Le président Recep Tayyip Erdogan sera au centre des événements d’une journée entière qui honorent à la fois le fondateur de la République laïque et mettent en avant les réalisations du parti islamo-conservateur au pouvoir en Turquie depuis 2002.
Erdogan et le commandant militaire de l’ère de la Première Guerre mondiale, Mustafa Kemal Atatürk, sont devenus des figures emblématiques de l’État turc moderne.

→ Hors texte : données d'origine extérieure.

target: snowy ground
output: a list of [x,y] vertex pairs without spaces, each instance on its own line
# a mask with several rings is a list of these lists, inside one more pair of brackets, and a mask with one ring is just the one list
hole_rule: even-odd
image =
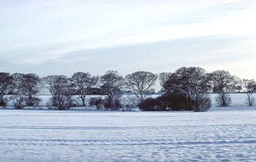
[[0,110],[0,161],[256,161],[256,108]]

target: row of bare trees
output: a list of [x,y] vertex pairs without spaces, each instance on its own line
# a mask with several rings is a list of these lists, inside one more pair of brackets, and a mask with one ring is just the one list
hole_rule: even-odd
[[[215,100],[220,106],[231,104],[230,93],[244,91],[247,94],[246,103],[254,103],[252,94],[256,91],[256,83],[252,80],[240,79],[223,70],[207,73],[201,67],[181,67],[174,73],[159,74],[164,95],[156,99],[151,98],[140,104],[146,110],[188,110],[206,111],[211,107],[209,93],[217,93]],[[149,110],[149,108],[151,108]]]
[[85,106],[85,98],[92,91],[97,89],[105,98],[108,108],[116,109],[120,106],[119,100],[123,90],[132,91],[138,100],[143,100],[145,96],[153,92],[151,88],[156,82],[158,75],[148,71],[137,71],[122,76],[116,71],[108,71],[101,76],[89,73],[76,72],[69,78],[63,75],[52,75],[39,78],[34,74],[0,73],[0,104],[6,104],[4,96],[11,94],[14,105],[17,108],[34,106],[40,100],[36,98],[40,88],[47,88],[50,93],[51,105],[58,109],[73,106],[72,96],[78,95],[82,105]]
[[[146,95],[154,92],[154,86],[159,80],[164,98],[181,98],[186,105],[195,111],[207,110],[210,107],[209,93],[218,94],[215,98],[220,106],[228,106],[232,100],[229,93],[244,91],[247,104],[254,103],[252,94],[256,91],[254,80],[240,79],[227,71],[207,73],[200,67],[181,67],[175,72],[161,73],[159,75],[149,71],[136,71],[122,76],[116,71],[108,71],[102,76],[92,76],[89,73],[76,72],[71,77],[53,75],[39,78],[35,74],[13,74],[0,72],[0,106],[4,106],[11,94],[11,100],[17,108],[38,105],[36,95],[42,87],[50,93],[51,105],[59,109],[75,106],[73,96],[79,96],[82,105],[86,105],[86,96],[95,94],[107,96],[106,105],[112,109],[120,106],[122,92],[132,91],[139,102]],[[165,101],[162,101],[161,103]],[[168,104],[167,104],[168,105]]]

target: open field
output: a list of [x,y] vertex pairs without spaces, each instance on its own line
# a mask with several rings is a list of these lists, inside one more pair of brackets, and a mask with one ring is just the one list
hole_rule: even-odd
[[256,161],[255,134],[256,108],[198,113],[0,110],[0,161]]

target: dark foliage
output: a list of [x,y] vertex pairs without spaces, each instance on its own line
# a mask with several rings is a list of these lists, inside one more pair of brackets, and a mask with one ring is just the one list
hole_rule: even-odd
[[90,98],[89,101],[89,105],[90,106],[96,106],[97,110],[100,110],[101,108],[102,108],[104,104],[104,100],[100,98]]

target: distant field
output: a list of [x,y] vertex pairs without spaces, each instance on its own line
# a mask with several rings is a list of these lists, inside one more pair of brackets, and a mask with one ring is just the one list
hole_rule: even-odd
[[256,161],[256,108],[0,110],[0,119],[1,161]]

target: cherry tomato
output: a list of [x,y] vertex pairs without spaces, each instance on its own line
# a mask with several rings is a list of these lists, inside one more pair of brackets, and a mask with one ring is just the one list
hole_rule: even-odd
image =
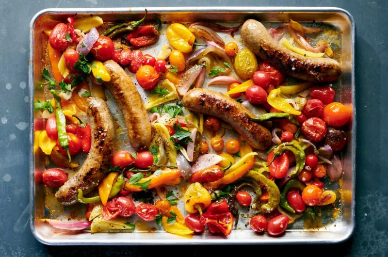
[[141,203],[137,205],[136,213],[144,221],[152,221],[159,213],[156,207],[151,204]]
[[131,54],[129,70],[136,73],[142,66],[143,66],[143,53],[140,50],[135,50]]
[[186,60],[182,52],[178,50],[173,50],[170,54],[170,64],[176,66],[178,71],[183,71],[186,68]]
[[217,118],[209,116],[205,120],[205,127],[209,130],[215,132],[221,128],[221,123]]
[[312,179],[314,175],[311,171],[303,169],[302,170],[302,171],[300,172],[299,175],[298,175],[298,177],[299,177],[299,180],[300,180],[301,182],[306,183]]
[[105,36],[100,36],[90,50],[95,59],[106,61],[113,55],[114,47],[112,39]]
[[143,56],[143,64],[144,65],[149,65],[153,67],[156,62],[155,57],[150,54],[145,54]]
[[53,29],[48,37],[50,46],[56,50],[65,51],[70,46],[72,40],[66,39],[66,34],[70,34],[69,27],[65,23],[59,23]]
[[207,153],[209,150],[209,144],[205,140],[201,140],[199,141],[199,147],[201,154]]
[[292,191],[287,193],[287,200],[290,203],[291,207],[297,212],[303,212],[306,209],[306,206],[303,200],[302,200],[302,196],[297,191]]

Atatürk est loué dans toute la société turque pour avoir chassé les forces envahissantes et avoir construit une nation entièrement nouvelle à partir des ruines de l’Empire ottoman tombé à la suite de la Première Guerre mondiale.
La Turquie est née en tant que nation tournée vers l’Occident qui a retiré la religion de ses institutions étatiques et a tenté de forger une nouvelle identité moderne à partir de ses innombrables groupes ethniques.
Elle est finalement devenue un fier membre de l’alliance de défense de l’OTAN dirigée par les États-Unis et un phare d’espoir démocratique au Moyen-Orient.
Cependant, la transformation sociale et géopolitique d’Atatürk de cette nation majoritairement musulmane a créé des divisions qui pèsent sur la politique turque jusqu’à aujourd’hui.
Erdogan a exploité ces divisions lorsqu’il a dirigé son parti conservateur de la Justice et du Développement (AKP) au pouvoir, en remportant la victoire sur le Parti républicain du peuple (CHP) de gauche formé par Atatürk.
Au cours de la dernière décennie, il a souvent mis à l’épreuve les limites des traditions laïques de la Turquie ainsi que ses liens avec l’Occident.
Ces forces concurrentes seront mises en plein évidence alors qu’Erdogan commencera la journée en rendant hommage à Atatürk, pour terminer en supervisant les célébrations des réalisations plus récentes de la Turquie, alors qu’il était Premier ministre et président.
La cause palestinienne
Les célébrations de dimanche ont été en partie éclipsées par les attaques de plus en plus virulentes d’Erdogan contre Israël en réponse aux attaques du Hamas du 7 octobre.
Les militants ont tué 1 400 personnes et pris 220 otages lors d’une attaque surprise que le Premier ministre israélien Benjamin Netanyahu a qualifiée de pire “depuis l’Holocauste”.
Israël a riposté par des frappes aériennes féroces et une offensive terrestre en cours que le ministère de la Santé dirigé par le Hamas à Gaza affirme avoir fait plus de 8 000 morts.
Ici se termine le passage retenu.